3.3. – Quanto al terzo motivo di doglianza, relativo ai reati di falso di cui ai capi 5), 7), 9), che il Gup ha ritenuto insussistenti, devono essere richiamate le considerazioni già svolte sub 3.1. L’autorizzazione paesaggistica oggetto dei contestati falsi è, infatti, assimilabile al permesso di costruire ai fini dell’esclusione di una sua riconducibilità alla categoria degli atti fidefacenti fino a querela di falso. Ne deriva che, non potendo trovare applicazione la circostanza aggravante ad effetto speciale di cui all’art. 476, secondo comma, richiamato dal successivo art. 479 cod. pen., e trovando, perciò, applicazione l’ordinario termine prescrizionale complessivo di sette anni e sei mesi, i reati – il più recente dei quali è contestato come commesso il 7 ottobre 2009 – risultano prescritti alla data odierna. Deve rilevarsi, in ogni caso, che la motivazione nella sentenza risulta pienamente sufficiente e logicamente coerente laddove evidenzia che non emergono sufficienti elementi per sostenere l’accusa in giudizio in relazione a tali reati, perché le autorizzazioni paesaggistiche in questione, lungi da arrecare la falsa attestazione della natura non “boscata” dei terreni, semplicemente operavano una valutazione tecnica complessiva – cui non si attagliano le categoria della verità o della falsità – secondo cui gli interventi di realizzazione dei distributori non modificavano sostanzialmente l’aspetto paesaggistico e ambientale.
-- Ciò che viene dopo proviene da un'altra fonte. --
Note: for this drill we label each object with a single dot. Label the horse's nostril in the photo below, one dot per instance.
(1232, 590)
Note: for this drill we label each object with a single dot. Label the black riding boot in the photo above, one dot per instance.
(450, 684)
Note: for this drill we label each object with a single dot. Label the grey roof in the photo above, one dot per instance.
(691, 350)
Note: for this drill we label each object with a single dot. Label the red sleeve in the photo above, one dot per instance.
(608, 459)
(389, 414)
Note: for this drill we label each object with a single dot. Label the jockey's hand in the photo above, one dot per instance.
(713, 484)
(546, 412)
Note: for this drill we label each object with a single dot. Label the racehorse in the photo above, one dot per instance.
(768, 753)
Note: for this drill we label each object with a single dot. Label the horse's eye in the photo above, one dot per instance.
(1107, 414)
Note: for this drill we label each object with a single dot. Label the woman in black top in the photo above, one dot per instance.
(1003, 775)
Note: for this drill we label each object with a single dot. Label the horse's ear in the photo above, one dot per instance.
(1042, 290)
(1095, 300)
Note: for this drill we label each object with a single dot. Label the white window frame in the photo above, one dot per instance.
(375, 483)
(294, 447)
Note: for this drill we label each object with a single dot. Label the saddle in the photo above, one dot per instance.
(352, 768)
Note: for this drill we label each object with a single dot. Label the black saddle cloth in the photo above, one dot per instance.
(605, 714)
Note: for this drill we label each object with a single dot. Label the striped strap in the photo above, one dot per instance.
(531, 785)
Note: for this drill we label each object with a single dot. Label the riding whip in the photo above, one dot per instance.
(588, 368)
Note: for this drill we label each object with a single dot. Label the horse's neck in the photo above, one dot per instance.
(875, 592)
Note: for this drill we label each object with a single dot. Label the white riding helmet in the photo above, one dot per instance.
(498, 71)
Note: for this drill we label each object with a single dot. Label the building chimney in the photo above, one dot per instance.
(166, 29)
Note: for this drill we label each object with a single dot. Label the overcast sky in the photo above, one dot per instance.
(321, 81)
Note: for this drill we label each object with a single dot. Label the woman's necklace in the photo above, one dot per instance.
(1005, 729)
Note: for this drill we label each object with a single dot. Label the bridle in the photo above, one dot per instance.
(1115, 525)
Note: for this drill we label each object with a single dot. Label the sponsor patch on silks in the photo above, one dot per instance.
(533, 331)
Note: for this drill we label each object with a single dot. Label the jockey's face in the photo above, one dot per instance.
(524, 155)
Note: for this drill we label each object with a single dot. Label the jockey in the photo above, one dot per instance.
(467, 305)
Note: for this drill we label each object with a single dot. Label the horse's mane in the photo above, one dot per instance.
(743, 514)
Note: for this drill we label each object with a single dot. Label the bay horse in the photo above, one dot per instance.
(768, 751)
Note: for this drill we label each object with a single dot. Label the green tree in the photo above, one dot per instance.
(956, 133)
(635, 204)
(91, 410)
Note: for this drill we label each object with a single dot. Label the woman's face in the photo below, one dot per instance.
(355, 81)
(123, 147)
Né ostano a tale conclusione le conversazioni richiamate dal pubblico ministero alle pagg. 28-29 del ricorso, perché le stesse si riferiscono alla natura dei terreni e non alla portata e al contenuto degli atti autorizzatori. Ne deriva l’infondatezza anche di tale censura.
4. – In conclusione, la sentenza impugnata deve essere annullata senza rinvio, limitatamente ai reati di cui ai capi 1, 2, 3, con trasmissione degli atti al Tribunale di Siena. Il ricorso del pubblico ministero deve essere nel resto rigettato.

P.Q.M.
Annulla senza rinvio la sentenza impugnata, limitatamente ai reati di cui ai capi 1, 2, 3, con trasmissione degli atti al Tribunale di Siena. Rigetta nel resto il ricorso del pubblico ministero.
Così deciso in Roma, il 19 aprile 2018.